From director Olga Danylyuk:

When the abnormal becomes the normality of everyday living we might take refuge in the theatre art.

The performance project Letters to an Unknown friend from New York was developed at the war zone in Eastern Ukraine. At the time of my frequent visits to the frontline I've heard a story that sparked my imagination. It was told by volunteer Helena Rosvadovska, which described her experience on the gloomy, scary night at the small village of Novgorodske, located close to the front line, at the time of Christmas, 2015. Helena was waiting outside in a complete darkness to be evacuated: the sounds of shelling at the distance and military vehicles passing by were the only inhabitants of the empty streets. Suddenly, to her amazement, a strange group of funny dressed teens emerged from the darkness. They were dressed for Malanka - a popular festive ritual in Ukraine. That's how the performance starts - with the story of courage to rejoice despite the hostilities of war.

The children that went to the dark streets to cheer up their neighbours and friends were members of the amateur theatre group under Tamara Tinitskya supervision. We met in Novgorodske and started to work on the project together. The performance was developed together with the teenagers to reveal the experience of war through their eyes. Our aim was to reach beyond propaganda and hatred escalated by media and to bring the audience closer to reality. The unusual story of the village, which originated as a colony of German Mennonites and was

officially named New York till 1951 provoked the virtual dialogue between the children and the 'Unknown Friend', who might be living in a big New York. The extracts from letters to distant 'friend' underpinned the dramaturgy of promenade performance. The 16 children - actors take audience on a journey through the frontline towns, their hopes and dreams.

The promenade takes place in ten locations where audience follows the path, which is laid by salt and is guarded by the mine safety signs, which became the integral part of the landscape. They are guided by the children - 'actors' from Novgorodske, who play themselves, alongside the destroyed apartment to the basement shelter, to the future museum of the town and to the performance space of personal stories, poetry and songs. The journey continues in the virtual room where the footage from Novgorodske coexists with the video message from Unknown Friend, produced by Johannes Birringer. Johannes recalls his best Christmas experience as being once completely alone in the cinema in Chicago.

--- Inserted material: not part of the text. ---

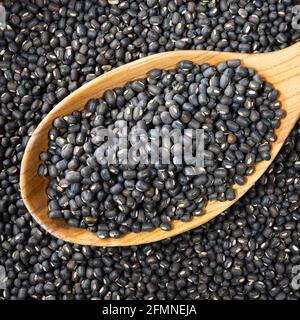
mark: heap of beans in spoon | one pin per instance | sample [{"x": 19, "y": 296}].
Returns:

The curtain opens into the next room - an improvised cabaret where the singer Esmira Hasanova performs all-time hit New York New York. From dreamed New York the audience is transferred to the local club New York. Champagne and disco ball, the small dancing stage and video recording of the popular anthem to Novgorodske sang by the retired miner, create a charming hideaway into the outdated culture of the Soviet past, only to be interrupted by the hard facts. The heavy industry of Donbass pose the additional danger to plug the entire region into ecological catastrophe if anything go wrong. Rather humorously audience is told the story about the very recognisable feature of Novgorodske town - the unforgettable smell of phenol plant, which is the main employer. The spoken text is supported by the presentation of the real object in a jar - naftalina industrial with it's overwhelming odour.

The audience is gradually immersed into industrial culture of the East. The video clips of deteriorating mines serve as the backdrop for the marching children to the glorifying tune about the mining industry. They take audience further to the 'mine' to listen to the audio recording of the workers. The narrative is set in Toretsk - the miner town at the frontline. The sound of serene and smoke is pushing the audience to the next location - the shelter of the Avdiivka Coke and Chemicals Plant ( owned by notorious Ukrainian oligarch Renat Axmetov). The plant has the only proper bomb shelter in town and was used to provide home for the all inhabitants of Avdiivka at the time of heavy shelling, including cats and dogs. The story of survival and the fight to keep the business afloat is told by the plant's director Musa Magomedov. Performance ends up with the song Cheap Dramas, picked up by children to sing along to the guitar, which is their favourite pastime. There is still a surprise for the audience at the end: tea, regional food and final song composed by the participant Kiril Demyanov. The children always wonder why it is so difficult for adults to believe in something good, to trust and to make piece.